Okay I've got a fields exam coming up so like a good boy I've been practising with past papers but there is this one question that is driving me batty

a) Consider a long cylindrical co-axial capacitor with inner conductor radius a, outer conductor radius b, and a dielectric constant that varies with cylindrical radius K(r). Show that for the energy density the dielectic to be constant, K(r) must equal k/r^2.

b) Given that the capacitor is charged to voltage V, determine the electric field E(r) as a expression of V, r, a and b.

Okay part a I can sort of do by calculating the E field based on Gauss' Law and subbing into the expression for energy density. However this aproach requires that the charge density of the capacitor is constant throughout, which the question does not specify and seems a bit of a leap of faith.

part b I have no idea with, except it probably involves the boundary conditions of the E field and D.

2. May 30, 2004

turin

If you mean the surface charge density on a given cylinder, then the symmetry of the capacitor ensures it.

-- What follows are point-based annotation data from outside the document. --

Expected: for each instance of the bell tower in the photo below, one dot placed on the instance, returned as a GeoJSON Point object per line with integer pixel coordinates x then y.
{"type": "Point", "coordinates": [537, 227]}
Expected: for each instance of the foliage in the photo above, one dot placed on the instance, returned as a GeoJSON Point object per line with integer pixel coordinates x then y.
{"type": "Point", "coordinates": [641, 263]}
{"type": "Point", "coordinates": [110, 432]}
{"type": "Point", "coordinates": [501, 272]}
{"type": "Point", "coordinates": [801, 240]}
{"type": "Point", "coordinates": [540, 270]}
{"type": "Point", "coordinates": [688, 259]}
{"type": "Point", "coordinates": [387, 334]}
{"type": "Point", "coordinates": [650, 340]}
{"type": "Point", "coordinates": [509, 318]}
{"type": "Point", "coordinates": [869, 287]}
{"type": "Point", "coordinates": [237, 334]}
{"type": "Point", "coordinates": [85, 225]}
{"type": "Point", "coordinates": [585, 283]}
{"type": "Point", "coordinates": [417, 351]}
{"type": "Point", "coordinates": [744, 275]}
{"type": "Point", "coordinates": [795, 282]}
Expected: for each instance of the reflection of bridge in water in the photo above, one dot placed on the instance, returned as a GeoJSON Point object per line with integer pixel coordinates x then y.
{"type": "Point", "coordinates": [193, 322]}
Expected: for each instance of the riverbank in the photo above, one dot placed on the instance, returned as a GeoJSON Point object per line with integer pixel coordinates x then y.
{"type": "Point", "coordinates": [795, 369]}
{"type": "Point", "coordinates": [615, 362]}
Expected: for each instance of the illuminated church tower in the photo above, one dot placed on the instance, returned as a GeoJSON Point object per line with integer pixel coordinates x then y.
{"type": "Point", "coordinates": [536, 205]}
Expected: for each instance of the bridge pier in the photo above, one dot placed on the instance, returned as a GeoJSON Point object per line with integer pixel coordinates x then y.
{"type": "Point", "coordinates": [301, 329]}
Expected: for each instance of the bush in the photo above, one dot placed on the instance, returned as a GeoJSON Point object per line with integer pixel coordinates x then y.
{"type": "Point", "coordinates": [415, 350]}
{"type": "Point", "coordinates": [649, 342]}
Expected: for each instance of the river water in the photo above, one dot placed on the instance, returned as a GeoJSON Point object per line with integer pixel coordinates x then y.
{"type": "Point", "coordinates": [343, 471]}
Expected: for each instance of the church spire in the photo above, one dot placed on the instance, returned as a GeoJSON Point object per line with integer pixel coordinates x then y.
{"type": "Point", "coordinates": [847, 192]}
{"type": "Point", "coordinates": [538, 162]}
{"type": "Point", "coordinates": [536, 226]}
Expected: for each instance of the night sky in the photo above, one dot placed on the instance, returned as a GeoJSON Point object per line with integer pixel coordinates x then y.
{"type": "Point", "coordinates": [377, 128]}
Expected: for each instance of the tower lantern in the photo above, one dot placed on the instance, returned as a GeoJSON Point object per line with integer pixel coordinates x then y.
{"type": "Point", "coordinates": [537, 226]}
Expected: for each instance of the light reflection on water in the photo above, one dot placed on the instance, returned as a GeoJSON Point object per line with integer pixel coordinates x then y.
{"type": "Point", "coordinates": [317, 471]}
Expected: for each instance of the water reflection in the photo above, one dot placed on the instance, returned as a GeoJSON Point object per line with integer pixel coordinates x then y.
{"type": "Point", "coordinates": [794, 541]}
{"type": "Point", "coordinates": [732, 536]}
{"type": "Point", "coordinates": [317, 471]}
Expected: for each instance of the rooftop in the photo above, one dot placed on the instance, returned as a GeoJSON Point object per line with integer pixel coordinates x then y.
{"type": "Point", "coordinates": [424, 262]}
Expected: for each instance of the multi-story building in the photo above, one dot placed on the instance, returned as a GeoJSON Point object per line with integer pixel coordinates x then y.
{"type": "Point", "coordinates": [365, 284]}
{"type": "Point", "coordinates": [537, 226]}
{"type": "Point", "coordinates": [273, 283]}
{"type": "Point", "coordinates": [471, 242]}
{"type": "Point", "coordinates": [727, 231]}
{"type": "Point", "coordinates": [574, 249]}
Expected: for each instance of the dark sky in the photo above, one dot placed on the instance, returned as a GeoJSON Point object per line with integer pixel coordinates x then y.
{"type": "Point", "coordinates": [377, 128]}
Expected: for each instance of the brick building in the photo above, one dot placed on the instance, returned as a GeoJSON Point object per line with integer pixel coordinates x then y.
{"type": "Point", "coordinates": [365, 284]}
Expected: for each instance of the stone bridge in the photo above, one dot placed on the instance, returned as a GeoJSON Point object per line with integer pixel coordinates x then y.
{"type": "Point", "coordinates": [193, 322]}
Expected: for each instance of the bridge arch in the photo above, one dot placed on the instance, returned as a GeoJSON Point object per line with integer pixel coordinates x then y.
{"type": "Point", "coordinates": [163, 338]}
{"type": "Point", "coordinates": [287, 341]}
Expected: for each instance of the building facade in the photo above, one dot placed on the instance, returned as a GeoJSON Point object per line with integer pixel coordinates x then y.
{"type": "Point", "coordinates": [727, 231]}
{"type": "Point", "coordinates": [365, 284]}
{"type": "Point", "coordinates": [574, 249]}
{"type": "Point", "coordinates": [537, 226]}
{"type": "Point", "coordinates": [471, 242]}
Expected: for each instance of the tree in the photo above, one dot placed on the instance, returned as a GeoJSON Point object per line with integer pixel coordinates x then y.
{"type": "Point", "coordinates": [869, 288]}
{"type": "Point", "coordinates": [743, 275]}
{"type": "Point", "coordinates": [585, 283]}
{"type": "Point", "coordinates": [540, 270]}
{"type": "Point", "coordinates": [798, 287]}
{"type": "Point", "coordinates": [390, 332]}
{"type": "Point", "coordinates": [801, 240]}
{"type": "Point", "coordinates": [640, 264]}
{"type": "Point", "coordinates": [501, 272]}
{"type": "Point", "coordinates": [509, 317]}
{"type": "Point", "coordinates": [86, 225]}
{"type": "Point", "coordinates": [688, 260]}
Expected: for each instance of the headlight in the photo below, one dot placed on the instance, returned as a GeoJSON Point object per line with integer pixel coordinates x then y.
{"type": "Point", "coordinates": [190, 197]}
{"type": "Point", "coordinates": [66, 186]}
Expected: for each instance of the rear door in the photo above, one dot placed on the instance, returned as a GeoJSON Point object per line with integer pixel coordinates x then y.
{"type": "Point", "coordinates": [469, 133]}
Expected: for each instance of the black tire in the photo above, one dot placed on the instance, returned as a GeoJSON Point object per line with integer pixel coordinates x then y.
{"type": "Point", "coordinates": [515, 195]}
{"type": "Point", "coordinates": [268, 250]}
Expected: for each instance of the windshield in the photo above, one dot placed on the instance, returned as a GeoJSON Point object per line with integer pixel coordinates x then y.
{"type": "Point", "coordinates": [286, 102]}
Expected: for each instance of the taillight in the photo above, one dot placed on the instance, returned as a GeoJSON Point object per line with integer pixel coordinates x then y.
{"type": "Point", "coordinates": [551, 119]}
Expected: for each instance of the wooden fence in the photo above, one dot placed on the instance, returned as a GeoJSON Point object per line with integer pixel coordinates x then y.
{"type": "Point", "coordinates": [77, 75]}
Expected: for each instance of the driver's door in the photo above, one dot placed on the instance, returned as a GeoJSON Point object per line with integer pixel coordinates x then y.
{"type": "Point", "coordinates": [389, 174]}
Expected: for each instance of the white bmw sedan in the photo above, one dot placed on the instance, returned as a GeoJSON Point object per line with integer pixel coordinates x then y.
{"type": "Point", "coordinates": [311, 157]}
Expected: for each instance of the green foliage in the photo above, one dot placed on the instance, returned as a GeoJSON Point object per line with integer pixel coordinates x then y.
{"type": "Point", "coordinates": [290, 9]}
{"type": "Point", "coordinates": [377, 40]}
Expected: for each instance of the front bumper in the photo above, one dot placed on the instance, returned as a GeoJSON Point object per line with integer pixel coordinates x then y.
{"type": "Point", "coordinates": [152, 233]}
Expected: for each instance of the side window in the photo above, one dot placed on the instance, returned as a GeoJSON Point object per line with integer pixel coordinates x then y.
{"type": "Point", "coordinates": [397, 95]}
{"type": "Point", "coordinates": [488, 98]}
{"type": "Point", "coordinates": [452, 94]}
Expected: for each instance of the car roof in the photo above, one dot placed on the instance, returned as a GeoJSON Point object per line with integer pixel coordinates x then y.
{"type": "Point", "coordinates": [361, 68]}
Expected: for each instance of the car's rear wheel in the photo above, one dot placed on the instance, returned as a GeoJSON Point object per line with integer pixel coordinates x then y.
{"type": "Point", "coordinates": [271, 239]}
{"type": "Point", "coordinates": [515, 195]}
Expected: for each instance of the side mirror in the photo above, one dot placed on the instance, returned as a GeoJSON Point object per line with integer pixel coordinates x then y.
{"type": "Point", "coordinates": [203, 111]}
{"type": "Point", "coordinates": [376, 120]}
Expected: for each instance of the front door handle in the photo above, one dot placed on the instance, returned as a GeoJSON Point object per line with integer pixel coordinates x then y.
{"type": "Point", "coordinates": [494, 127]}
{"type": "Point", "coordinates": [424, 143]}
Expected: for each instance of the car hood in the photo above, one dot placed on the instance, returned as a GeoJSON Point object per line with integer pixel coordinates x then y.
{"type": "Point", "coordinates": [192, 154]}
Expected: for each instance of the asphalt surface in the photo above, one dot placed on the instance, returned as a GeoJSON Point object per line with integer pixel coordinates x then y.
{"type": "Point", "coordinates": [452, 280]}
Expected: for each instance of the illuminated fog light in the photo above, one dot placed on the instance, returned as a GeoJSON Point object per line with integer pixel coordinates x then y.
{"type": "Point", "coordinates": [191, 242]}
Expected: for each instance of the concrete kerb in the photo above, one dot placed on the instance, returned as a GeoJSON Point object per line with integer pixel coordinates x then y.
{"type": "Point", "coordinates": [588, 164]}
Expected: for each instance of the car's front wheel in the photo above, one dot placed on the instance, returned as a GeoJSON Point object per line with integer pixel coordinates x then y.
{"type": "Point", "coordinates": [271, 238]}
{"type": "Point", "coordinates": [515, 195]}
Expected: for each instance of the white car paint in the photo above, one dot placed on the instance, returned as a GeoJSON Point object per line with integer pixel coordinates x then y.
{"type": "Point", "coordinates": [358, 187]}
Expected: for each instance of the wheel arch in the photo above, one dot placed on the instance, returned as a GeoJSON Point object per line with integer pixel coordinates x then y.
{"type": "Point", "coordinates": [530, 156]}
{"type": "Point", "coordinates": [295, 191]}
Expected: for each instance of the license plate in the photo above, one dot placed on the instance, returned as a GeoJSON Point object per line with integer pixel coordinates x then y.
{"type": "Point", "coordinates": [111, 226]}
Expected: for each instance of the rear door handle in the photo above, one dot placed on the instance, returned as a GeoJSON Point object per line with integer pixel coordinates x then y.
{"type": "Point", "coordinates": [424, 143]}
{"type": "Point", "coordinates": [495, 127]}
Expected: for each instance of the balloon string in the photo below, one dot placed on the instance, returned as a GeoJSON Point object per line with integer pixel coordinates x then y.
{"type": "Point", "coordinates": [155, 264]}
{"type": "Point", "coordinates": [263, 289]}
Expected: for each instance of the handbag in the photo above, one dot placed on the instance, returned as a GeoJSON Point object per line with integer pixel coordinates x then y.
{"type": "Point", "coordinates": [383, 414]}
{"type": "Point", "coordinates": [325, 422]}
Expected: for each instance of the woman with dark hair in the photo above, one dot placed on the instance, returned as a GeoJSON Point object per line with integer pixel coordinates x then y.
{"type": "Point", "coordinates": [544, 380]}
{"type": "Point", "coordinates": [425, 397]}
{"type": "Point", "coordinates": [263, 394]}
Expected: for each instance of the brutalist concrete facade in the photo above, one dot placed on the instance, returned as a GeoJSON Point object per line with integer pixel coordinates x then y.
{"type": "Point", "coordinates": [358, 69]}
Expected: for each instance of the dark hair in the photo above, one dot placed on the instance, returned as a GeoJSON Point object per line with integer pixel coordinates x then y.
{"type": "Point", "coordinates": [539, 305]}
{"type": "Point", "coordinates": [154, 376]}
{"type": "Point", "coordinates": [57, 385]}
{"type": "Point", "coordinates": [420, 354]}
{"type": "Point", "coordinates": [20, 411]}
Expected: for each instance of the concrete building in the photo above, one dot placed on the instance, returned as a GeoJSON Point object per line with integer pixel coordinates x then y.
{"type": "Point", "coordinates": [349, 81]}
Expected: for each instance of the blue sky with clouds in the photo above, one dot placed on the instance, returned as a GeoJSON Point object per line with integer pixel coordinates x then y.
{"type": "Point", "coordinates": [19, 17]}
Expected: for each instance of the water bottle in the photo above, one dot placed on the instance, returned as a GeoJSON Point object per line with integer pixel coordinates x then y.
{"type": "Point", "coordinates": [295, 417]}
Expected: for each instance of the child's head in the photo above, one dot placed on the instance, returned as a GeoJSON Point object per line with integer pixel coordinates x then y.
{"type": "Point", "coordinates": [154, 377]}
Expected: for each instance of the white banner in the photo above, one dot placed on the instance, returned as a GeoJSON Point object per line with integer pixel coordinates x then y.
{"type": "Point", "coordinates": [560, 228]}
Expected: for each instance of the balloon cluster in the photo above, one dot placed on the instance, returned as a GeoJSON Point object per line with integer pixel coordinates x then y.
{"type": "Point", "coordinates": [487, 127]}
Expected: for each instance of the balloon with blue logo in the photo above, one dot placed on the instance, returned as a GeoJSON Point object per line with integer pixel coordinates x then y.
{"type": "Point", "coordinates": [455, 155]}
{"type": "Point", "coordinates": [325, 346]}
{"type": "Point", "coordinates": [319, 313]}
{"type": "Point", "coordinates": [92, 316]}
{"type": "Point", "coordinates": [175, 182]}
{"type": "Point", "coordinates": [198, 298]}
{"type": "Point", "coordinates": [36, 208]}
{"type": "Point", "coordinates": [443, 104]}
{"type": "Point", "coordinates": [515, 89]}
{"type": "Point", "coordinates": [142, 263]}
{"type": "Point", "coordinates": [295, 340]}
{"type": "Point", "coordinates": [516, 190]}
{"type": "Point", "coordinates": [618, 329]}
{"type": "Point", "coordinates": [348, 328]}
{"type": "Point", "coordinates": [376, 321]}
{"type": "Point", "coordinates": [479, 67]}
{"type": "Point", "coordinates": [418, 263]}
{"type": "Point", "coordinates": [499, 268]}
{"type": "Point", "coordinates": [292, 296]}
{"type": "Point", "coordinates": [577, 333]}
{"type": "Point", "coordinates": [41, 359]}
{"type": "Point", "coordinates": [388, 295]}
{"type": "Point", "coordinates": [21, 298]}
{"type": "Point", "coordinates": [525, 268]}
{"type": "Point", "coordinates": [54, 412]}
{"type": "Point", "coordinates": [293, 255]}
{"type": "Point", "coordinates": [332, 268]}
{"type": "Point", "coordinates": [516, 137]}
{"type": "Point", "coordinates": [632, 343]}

You can calculate the &lambda; on the inner conductor from the V and C. Then, you can use the electric field for a line of charge in a dielectric to find the contribution from the inner conductor. Inside the capacitor and thus inside the outer conductor, what do you think the contribution to the E-field is and why?

3. May 31, 2004

Beer-monster

Is the contribution to the E-field from the inner conductor the electric field that radiates outwards from the cylinder. This it would be the component that is normal to the boundary, then could I calculate an expression for e-field based on the discontinuity expression of the normal displacement D1n-D2n=sigma?

4. May 31, 2004

turin

Yes.

What boundary? Both E and D terminate on a conductor (AFAIK), so I guess it's kind of a trivial boundary.